Restartable job semantics
The following semantics apply to reporting the success or failure of jobs:
- A job is reported successful if the driver terminates with code
0
. - A job is reported failed if:
- The driver terminates with a non-zero code more than 4 times in 10 minutes.
- The driver terminates with a non-zero code, and has exceeded the
max_failures_per_hour
or themax_failures_total
setting.
- A job will be restarted if the driver exits with a non-zero code, is not
thrashing, and is within the
max_failures_per_hour
andmax_failures_total
settings.
Job design considerations
- Design your jobs to gracefully handle restarting. For example, if your job writes to a directory, your job accommodate the possibility that the directory will exist when the job is restarted.
- Apache Spark streaming jobs that checkpoint can be restarted after failure, but they will not report Yarn status.

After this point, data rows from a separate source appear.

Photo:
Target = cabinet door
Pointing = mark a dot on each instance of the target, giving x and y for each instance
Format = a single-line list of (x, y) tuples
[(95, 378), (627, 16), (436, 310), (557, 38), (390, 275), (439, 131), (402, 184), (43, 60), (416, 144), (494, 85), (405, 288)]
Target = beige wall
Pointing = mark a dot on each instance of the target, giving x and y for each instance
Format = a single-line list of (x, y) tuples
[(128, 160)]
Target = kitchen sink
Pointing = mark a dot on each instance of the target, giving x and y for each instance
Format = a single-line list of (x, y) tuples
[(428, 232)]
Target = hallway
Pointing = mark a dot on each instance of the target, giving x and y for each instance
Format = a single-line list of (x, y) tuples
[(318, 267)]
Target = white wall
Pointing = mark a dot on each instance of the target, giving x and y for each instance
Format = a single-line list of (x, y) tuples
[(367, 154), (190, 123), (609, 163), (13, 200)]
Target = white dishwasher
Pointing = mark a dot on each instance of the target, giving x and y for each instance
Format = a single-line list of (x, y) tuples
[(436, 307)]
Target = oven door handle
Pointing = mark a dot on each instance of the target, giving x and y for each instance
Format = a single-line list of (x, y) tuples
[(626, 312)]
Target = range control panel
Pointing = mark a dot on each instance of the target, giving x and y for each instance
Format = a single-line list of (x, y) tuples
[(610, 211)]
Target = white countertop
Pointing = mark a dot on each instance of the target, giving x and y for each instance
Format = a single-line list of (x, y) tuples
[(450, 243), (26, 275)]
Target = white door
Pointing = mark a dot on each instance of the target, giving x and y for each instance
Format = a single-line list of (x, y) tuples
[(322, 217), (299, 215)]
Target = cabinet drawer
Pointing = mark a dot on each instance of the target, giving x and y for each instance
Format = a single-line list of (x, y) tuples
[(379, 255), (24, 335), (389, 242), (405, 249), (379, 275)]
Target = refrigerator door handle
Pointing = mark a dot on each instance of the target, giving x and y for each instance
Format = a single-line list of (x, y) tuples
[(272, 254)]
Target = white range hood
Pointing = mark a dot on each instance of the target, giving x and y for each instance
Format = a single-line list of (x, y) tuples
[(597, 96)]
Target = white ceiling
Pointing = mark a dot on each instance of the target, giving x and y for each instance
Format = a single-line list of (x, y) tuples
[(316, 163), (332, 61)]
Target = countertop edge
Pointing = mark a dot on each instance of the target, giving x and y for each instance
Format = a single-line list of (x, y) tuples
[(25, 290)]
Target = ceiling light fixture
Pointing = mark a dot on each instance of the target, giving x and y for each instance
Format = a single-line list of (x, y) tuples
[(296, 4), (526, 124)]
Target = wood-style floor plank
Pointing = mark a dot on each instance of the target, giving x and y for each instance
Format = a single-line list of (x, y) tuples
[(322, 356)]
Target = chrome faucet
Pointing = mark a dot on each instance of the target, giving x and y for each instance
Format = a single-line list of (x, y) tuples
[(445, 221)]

Creating and using restartable jobs
You can specify the maximum number of times a job can be restarted per hour and the maximum number of total retries when submitting the job through the gcloud CLI gcloud command-line tool, the Dataproc REST API, or the Google Cloud console.

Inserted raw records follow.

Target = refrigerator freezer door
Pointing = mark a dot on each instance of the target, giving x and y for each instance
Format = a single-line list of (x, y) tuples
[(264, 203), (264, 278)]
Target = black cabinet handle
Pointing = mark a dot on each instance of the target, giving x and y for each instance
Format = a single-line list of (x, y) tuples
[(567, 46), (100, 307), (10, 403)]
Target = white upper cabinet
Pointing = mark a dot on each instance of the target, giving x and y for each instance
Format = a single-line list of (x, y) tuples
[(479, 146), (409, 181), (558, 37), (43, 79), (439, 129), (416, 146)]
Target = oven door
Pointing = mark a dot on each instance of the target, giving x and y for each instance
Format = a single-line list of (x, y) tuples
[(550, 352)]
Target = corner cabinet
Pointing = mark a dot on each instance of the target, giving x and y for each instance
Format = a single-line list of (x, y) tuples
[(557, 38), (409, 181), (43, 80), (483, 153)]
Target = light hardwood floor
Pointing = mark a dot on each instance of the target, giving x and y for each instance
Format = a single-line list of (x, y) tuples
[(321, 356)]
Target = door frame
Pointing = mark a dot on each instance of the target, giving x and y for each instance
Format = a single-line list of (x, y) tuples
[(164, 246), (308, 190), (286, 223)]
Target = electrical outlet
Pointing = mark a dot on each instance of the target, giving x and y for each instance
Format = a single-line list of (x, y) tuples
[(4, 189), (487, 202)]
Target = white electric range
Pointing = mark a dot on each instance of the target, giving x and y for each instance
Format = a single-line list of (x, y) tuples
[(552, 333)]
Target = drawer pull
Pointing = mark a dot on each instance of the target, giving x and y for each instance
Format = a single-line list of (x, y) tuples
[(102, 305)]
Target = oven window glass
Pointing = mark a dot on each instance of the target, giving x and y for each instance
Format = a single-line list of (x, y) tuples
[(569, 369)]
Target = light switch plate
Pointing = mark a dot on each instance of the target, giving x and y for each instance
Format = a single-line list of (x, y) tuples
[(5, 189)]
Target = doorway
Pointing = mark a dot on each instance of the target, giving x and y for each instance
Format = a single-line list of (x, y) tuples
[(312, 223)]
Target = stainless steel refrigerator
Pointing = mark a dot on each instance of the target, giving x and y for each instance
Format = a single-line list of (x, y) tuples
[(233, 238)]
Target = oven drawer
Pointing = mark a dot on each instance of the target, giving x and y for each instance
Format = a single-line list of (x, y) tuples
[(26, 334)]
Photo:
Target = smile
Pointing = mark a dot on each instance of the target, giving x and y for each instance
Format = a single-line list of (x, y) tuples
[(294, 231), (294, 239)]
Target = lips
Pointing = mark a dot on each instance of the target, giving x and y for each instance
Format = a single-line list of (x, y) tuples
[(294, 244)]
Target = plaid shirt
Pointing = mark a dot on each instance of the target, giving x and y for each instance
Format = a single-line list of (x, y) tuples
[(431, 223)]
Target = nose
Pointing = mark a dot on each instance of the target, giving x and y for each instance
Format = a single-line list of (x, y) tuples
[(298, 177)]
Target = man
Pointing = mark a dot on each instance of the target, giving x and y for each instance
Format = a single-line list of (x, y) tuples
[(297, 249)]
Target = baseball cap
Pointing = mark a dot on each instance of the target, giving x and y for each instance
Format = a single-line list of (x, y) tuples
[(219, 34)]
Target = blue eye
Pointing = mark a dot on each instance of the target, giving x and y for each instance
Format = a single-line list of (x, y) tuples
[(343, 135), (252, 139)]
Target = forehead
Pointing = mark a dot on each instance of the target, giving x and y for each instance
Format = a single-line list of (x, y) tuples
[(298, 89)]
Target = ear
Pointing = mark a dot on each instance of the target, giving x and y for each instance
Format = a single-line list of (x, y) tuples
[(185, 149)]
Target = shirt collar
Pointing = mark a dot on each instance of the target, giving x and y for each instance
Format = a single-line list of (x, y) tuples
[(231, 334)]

Example: If you want to allow your job to retry up to 10 times, but no more than
5 times in one hour, set max-failures-total
to 10 and max-failures-per-hour
to 5.
gcloud
Specify the maximum number of times a job can be restarted per hour
(the max value is 10 retries per hour) and/or the maximum number of total
retries (max value is 240 total retries) using the
--max-failures-per-hour
and --max-failures-total
flags, respectively.
gcloud dataproc jobs submit job type \ --region=region \ --max-failures-per-hour=number \ --max-failures-total=number \ ... other args
REST API
Specify the maximum number of times a job can be restarted per hour
(max value is 10 retries per hour) and/or the maximum number of total
retries (max value is 240 total retries) by setting the
Job.JobScheduling
maxFailuresPerHour
and/or maxFailuresTotal
fields, respectively .
Example
POST /v1/projects/project-id/regions/us-central1/jobs:submit/ { "projectId": "project-id", "job": { "placement": { "clusterName": "example-cluster" }, "reference": { "jobId": "cea7ae0b...." }, "sparkJob": { "args": [ "1000" ], "mainClass": "org.apache.spark.examples.SparkPi", "jarFileUris": [ "file:///usr/lib/spark/examples/jars/spark-examples.jar" ] }, "scheduling": { "maxFailuresPerHour": 5 "maxFailuresTotal": 10 } } }
Console
You can submit restartable jobs by specifying the max restarts per hour on the Dataproc Submit a job page (the maximum value is 10 times per hour). Currently, the max restarts total setting is not available on the Google Cloud console.